Nelayan Laskep Berjibaku Ditengah Himpitan Pertambangan, Dulu Rp 50 Juta Perbulan, Kini Pendapatan Tak Menentu

Nelayan Laskep Berjibaku Ditengah Himpitan Pertambangan, Dulu Rp 50 Juta Perbulan, Kini Pendapatan Tak Menentu

WANGGUDU_PIKIRANSULTRA.COM-Kedua kaki Puto Hatta berdiri tegak diatas kapal katintingnya. Dari kapal yang ditumpanginya, ia turun kelaut memeriksa satu persatu serong yang telah dipasangnya, apakah mendapatkan hasil atau tidak. Putto Hatta merupakan satu dari puluhan nelayan yang masih konsisten menjalani profesinya sebagai nelayan di Kecamatan Lasolo Kepulauan.

Sesekali Puto Hatta menggelengkan kepala, melihat jaringnya bukan ikan yang tertangkap, rupanya timbunan lumpur dan batu kerikil melengket diserong yang dipasang diarea Teluk Lasolo. Butuh tenaga ekstra bagi lelaki berusia 40 tahun ini untuk berjalan pelan-pelan, langkah demi langkah. Sandal yang dipakainya beberapa kali tersangkut ke dalam lumpur.

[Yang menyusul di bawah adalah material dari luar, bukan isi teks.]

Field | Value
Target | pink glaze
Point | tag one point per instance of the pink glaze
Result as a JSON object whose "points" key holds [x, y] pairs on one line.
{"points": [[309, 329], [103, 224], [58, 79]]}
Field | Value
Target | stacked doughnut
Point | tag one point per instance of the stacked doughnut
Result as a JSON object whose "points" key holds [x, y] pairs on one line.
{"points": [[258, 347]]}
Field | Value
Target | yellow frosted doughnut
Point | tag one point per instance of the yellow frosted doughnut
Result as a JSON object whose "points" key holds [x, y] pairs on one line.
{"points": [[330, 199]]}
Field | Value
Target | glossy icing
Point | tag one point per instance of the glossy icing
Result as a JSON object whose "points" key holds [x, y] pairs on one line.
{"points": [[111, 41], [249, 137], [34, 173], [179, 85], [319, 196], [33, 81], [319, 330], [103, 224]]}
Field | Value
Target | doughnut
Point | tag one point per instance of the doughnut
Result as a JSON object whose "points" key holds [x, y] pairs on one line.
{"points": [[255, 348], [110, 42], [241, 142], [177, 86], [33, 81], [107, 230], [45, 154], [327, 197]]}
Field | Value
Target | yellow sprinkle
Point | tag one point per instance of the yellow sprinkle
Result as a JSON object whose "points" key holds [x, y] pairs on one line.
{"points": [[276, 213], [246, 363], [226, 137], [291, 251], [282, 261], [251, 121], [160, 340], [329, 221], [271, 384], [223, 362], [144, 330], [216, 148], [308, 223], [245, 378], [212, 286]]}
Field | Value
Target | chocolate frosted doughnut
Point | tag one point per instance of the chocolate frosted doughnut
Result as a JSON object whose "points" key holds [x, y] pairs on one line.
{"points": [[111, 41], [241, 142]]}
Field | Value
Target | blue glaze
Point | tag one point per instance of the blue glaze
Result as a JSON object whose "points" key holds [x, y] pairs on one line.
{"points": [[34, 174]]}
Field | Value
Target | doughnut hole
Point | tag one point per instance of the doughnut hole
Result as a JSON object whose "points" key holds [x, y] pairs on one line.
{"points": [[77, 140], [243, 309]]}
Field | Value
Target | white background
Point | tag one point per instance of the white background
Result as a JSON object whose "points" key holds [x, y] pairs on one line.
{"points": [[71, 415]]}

Ia ingin membuktikan tempatnya berdiri merupakan timbunan sedimentasi limbah perusahaan PT Bumi Sentosa Jaya (BSJ), yang sudah menahun. Perusahaan yang “mengkebiri” hutan Boenaga di Kecamatan Lasolo Kepulauan telah menjalankan operasi pertambangan nikel di atas bukit, yang limbahnya mengalir ke arah pesisir pantai.

Limbah lumpur dan batu dari perusahaan yang sudah beroperasi sejak setahun itu diduga mencemari pesisir pantai. Lokasi tempat memasang serong oleh Puto Hatta awalnya area terumbu karang yang menjadi rumah bagi biota laut. Area tersebut merupakan lokasi tempat penangkapan ikan nelayan di Boenaga, tapi sekarang sudah lenyap tinggal cerita.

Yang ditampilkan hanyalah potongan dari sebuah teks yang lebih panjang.